Taking on the big boys in the running shoe industry isn't easy. That's why Tony Post knows he's lucky he landed more funding from Norwest Venture Partners, to give his company, Topo Athletic, the resources it needs for an international expansion. It was worth it, he says, even though that meant losing a controlling stake in his Newton firm.


California-based Norwest now has the majority share, after leading a $2.5 million round of funding for Topo; Post says he kicked in about 10 percent of that amount. Topo's running shoes are now in about 300 stores, Post says, nearly twice the number from a year ago.

But that number is still tiny compared to titans like Nike and Adidas. So Post says he's embarking on an international push. Most of his business takes place in the United States, with an increasing number of sales in Canada and small amounts in Spain and the United Kingdom. Next up: Hong Kong, Thailand, Denmark, and Norway.

Topo will have some help in this expansion from two new board members, Second Time Around CEO Kristin Kohler Burrows and Jef Holove, the general manager of Intel's Basis wearable device business.

Even with the extra money, Topo doesn't plan to spend a ton of money on traditional advertising. It's more cost effective, Post says, to spread the word in social media and through the company's 33 "ambassadors" who talk up the brand in their own communities. They get paid in shoes for their efforts. For some fitness fanatics, that's enough.


Dorchester Brewing Co. bound for South Bay area

Dorchester Brewing Co. founder Travis Lee has faced setbacks finding a location for his forthcoming beer-making company, but this week brought a big win. The Zoning Board of Appeal approved plans allowing the company to open a 25,000-square-foot facility at 1250 Mass Ave. near the South Bay shopping center (the former site of sheet metal contractor M.A. Peacard Co.)


Plans include a large tasting room for the general public and a three-story silo made of shiny stainless steel.

After a proposal fell through for another site in the Bowdoin-Geneva neighborhood, Dorchester Brewing Co. bought the new building for $3 million and will rent space to aspiring microbrewers who want help with packaging and distributing.

Lee said he has raised about $2.3 million to buy brewery equipment and begin renovations. Five unnamed investors have pooled $1 million toward the effort and the business has also borrowed $1 million through the US Small Business Administration and $300,000 through city and state loan programs.

The startup has also hired a new chief executive, Matt Malloy, a former Zipcar marketing executive. Felipe E. Oliveira, the owner of Percival Beer Co. and maker of Dot Ale has left the management team.


Alnylam CEO calls out drug profiteers

Attention drug price gougers: Bay State biotech leaders think you're giving them a bad name.

John Maraganore , the biochemist who serves as CEO of Cambridge's Alnylam Pharmaceuticals Inc., became the latest Massachusetts life sciences executive to call out high-profile profiteers who buy up prescription drugs and jack up prices.

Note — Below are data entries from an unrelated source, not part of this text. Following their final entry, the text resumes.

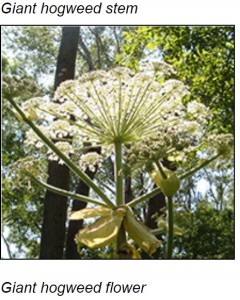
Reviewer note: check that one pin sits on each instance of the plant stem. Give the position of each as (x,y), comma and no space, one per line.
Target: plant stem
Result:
(118,174)
(170,228)
(121,237)
(161,170)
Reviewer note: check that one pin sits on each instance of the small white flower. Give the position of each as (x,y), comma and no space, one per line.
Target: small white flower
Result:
(90,161)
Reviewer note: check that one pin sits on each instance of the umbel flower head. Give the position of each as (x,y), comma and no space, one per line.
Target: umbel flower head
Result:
(142,110)
(117,105)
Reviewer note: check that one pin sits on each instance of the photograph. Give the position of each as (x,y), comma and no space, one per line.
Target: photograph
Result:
(118,142)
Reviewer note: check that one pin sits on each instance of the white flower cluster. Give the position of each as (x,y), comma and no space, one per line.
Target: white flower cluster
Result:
(143,111)
(65,147)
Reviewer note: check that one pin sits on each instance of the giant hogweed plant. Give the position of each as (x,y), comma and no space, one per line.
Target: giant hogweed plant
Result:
(140,122)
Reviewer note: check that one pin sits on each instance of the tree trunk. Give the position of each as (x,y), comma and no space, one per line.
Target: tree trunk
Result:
(75,226)
(155,205)
(55,206)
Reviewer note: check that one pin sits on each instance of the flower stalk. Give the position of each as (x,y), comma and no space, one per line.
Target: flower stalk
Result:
(67,161)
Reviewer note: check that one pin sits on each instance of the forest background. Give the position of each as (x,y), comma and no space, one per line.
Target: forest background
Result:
(204,59)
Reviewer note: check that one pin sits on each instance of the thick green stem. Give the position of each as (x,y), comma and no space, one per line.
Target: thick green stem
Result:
(160,168)
(121,237)
(67,161)
(170,232)
(119,174)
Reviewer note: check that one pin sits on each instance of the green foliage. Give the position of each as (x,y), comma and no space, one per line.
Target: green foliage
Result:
(203,57)
(208,233)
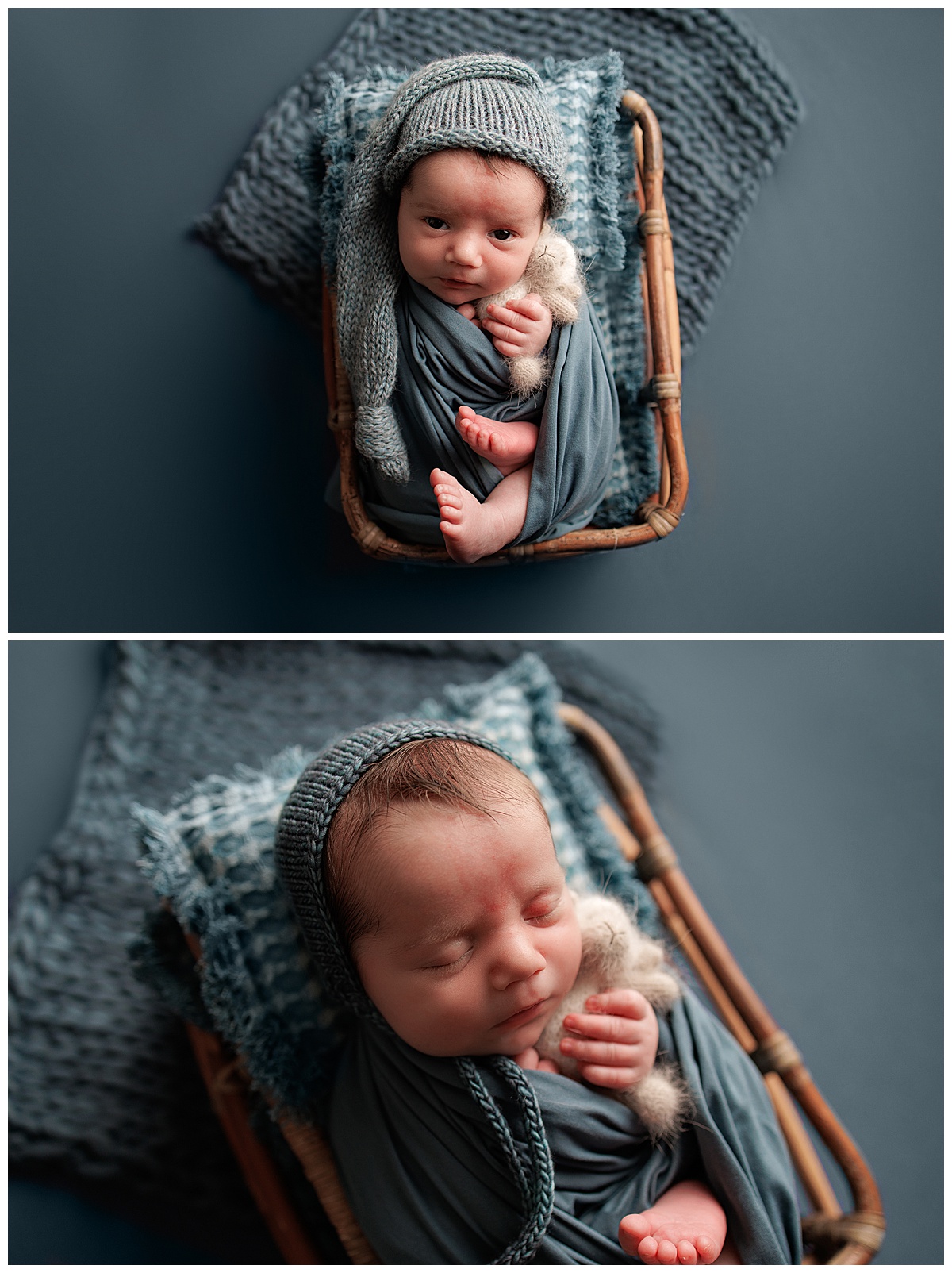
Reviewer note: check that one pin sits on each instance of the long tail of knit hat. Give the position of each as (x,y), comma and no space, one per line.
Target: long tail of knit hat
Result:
(486,102)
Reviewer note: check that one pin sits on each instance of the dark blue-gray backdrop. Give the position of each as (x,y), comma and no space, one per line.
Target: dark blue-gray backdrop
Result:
(167,443)
(800,783)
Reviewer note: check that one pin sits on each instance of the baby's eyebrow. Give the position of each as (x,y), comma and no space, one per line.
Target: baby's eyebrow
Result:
(433,937)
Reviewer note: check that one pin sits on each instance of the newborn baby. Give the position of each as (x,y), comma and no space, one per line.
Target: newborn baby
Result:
(467,229)
(442,877)
(444,202)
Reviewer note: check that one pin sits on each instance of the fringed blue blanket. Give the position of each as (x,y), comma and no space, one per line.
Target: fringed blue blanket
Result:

"The actions of a small number of bad actors and the resultant political demagoguery to paint those actions with a broad brush on our entire industry are both unfortunate and misplaced," Maraganore told investors on an earnings call this week. "This is not what we do in biotech. We are about innovation, patients, and 21st century medicines."


Maraganore didn't name names. But other chief executives, including George Scangos of Biogen Inc. in Cambridge and Jeff Leiden of Vertex Pharmaceuticals Inc. in Boston, have criticized Turing Pharmaceuticals LLC chief executive Martin Shkreli, who acquired a generic parasitic infection medicine and hiked its price from $13.59 to $750.